The power-law dynamic didn’t just apply to users—it also applied to content creators, in that a disproportionate amount of Digg front pages went to a select group of blogs. I knew of at least one tech blog that was able to charge high advertising rates thanks to the traffic Digg sent them. I was also aware that TechCrunch got dugg a lot more than RWW.
An article I wrote in early October looking into how Digg was being gamed in the blogosphere.
The power-law dynamic at Digg was much discussed in the blogosphere over 2006. Most of the controversy was based on the theory that the top users and the top sites must be gaming the system (and indeed, there was evidence to support this). For a site that promoted “non-hierarchical editorial control” by its users, this was a problem.

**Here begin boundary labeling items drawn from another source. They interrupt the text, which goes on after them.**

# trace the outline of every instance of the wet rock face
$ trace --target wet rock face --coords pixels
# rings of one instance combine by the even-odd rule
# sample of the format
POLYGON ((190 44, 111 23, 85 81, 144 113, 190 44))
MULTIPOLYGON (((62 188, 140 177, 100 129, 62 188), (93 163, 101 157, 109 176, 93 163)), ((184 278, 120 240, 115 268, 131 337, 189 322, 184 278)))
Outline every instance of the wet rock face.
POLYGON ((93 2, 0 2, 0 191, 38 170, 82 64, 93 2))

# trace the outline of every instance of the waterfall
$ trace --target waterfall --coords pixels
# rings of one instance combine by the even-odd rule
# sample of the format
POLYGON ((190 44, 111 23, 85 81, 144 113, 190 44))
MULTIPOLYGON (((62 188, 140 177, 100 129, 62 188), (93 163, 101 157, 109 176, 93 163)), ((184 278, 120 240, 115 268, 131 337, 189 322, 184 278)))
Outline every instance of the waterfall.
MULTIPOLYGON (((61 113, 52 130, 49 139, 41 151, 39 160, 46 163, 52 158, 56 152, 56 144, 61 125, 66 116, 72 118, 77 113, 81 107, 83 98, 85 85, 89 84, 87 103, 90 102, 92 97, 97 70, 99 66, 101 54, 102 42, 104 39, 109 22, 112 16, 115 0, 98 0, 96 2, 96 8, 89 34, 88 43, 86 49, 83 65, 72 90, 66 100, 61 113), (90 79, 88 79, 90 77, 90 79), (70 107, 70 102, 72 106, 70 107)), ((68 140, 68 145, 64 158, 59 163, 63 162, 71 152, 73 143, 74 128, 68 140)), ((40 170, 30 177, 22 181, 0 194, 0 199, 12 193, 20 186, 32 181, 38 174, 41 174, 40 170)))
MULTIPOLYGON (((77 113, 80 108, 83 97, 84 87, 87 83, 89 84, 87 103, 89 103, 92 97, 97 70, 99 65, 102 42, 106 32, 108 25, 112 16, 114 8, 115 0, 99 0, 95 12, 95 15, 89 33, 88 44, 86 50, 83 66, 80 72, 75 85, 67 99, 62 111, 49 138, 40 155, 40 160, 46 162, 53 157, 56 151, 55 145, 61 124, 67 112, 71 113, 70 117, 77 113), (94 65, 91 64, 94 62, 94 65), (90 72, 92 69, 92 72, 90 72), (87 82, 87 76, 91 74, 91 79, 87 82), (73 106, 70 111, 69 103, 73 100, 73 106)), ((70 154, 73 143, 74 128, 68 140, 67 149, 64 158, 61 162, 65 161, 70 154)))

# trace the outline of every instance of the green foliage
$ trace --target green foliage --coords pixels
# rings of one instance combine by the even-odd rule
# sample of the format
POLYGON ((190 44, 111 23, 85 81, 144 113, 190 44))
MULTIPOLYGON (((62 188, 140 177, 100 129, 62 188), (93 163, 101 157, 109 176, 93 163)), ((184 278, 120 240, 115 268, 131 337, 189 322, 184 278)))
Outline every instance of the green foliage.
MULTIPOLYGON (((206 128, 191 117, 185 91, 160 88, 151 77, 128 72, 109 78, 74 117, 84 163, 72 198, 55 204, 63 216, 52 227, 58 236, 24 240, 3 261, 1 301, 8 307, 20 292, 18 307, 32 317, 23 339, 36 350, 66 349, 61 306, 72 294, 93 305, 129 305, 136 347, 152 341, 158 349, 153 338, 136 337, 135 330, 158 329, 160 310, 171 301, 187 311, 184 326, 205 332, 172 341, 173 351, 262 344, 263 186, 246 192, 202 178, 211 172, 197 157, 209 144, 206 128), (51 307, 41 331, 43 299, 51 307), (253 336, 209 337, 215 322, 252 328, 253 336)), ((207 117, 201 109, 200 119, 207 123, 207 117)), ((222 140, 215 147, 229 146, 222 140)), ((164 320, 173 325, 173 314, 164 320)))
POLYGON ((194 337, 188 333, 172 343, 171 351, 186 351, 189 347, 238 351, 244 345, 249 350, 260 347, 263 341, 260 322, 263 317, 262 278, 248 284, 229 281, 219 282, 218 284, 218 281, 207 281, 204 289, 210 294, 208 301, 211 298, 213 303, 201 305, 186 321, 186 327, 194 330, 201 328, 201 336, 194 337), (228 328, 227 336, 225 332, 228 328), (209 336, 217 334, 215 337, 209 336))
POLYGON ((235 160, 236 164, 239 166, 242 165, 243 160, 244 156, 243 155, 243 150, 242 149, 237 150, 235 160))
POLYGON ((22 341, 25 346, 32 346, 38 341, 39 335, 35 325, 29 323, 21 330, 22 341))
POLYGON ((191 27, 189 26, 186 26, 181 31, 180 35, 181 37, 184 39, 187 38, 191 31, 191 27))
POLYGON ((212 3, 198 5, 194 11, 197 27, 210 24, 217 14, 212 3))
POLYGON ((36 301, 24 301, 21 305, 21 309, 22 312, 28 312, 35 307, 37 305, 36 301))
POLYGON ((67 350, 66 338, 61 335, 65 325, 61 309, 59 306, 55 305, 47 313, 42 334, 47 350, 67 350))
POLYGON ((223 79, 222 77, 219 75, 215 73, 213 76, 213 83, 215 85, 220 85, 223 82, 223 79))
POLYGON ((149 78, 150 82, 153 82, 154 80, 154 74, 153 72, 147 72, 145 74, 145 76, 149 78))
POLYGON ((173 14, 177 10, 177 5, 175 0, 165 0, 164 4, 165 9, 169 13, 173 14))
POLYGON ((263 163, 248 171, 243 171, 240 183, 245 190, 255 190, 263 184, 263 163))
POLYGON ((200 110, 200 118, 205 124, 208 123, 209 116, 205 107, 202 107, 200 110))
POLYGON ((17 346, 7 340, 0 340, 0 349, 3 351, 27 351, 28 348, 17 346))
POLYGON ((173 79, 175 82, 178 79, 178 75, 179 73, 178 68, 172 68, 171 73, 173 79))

In September, Rose announced an “algorithm update” aimed at improving “digging diversity.” He added, “Users that follow a gaming pattern will have less promotion weight.” I reported soon after on RWW that Rose’s post “caused an uproar amongst Digg’s top users, who feel they have been accused of gaming.”
Duggtrends was one of a number of blogs that tracked Digg user controversies over 2006; this screenshot is from August 2006.
I met Kevin Rose in person for the first time in February 2010, when he had been brought over to New Zealand to present at a local conference called Webstock. I took the opportunity to buy him and his friend Daniel Burka a lamb dinner at Pravda, a popular Wellington bistro.
Kevin had lost none of his boy band looks since 2006, although his face was thinner and his hair slightly shorter at the front. He stylishly wore a red and blue checked shirt over black jeans, and his manner was friendly—but also standoffish, in that self-assured way that popular kids usually have. He knew people wanted to get close to him, so his natural instinct was to keep them at bay.
I made a few wisecracks about all the traffic Digg had sent our way over the years, but he didn’t engage, and he also gave nothing away about the internal issues the company was facing at this time. My girlfriend sensibly steered the conversation back to vacation recommendations. Disappointed that I couldn’t talk shop, I offered up some tourist advice instead: “You must try the Cloudy Bay oysters.”
I followed up by email with Kevin later that week, wishing him well for the rest of his trip and that “we’ll catch up perhaps at SXSW” the following month. He wrote back, “We tried the oysters the next day—soooo awesome, thanks for the tip! See you at SXSW, and thanks again for dinner!” Like any shy kid spoken to by the most popular boy in class, I was glad to be the recipient of his enthusiasm. But we never did meet at South by Southwest. In fact, we never had any communication again.
Needless to say, Digg’s relationship with its top users continued to fluctuate wildly. Eventually, after a disastrous 4.0 upgrade in August 2010, its power users migrated once and for all to Reddit.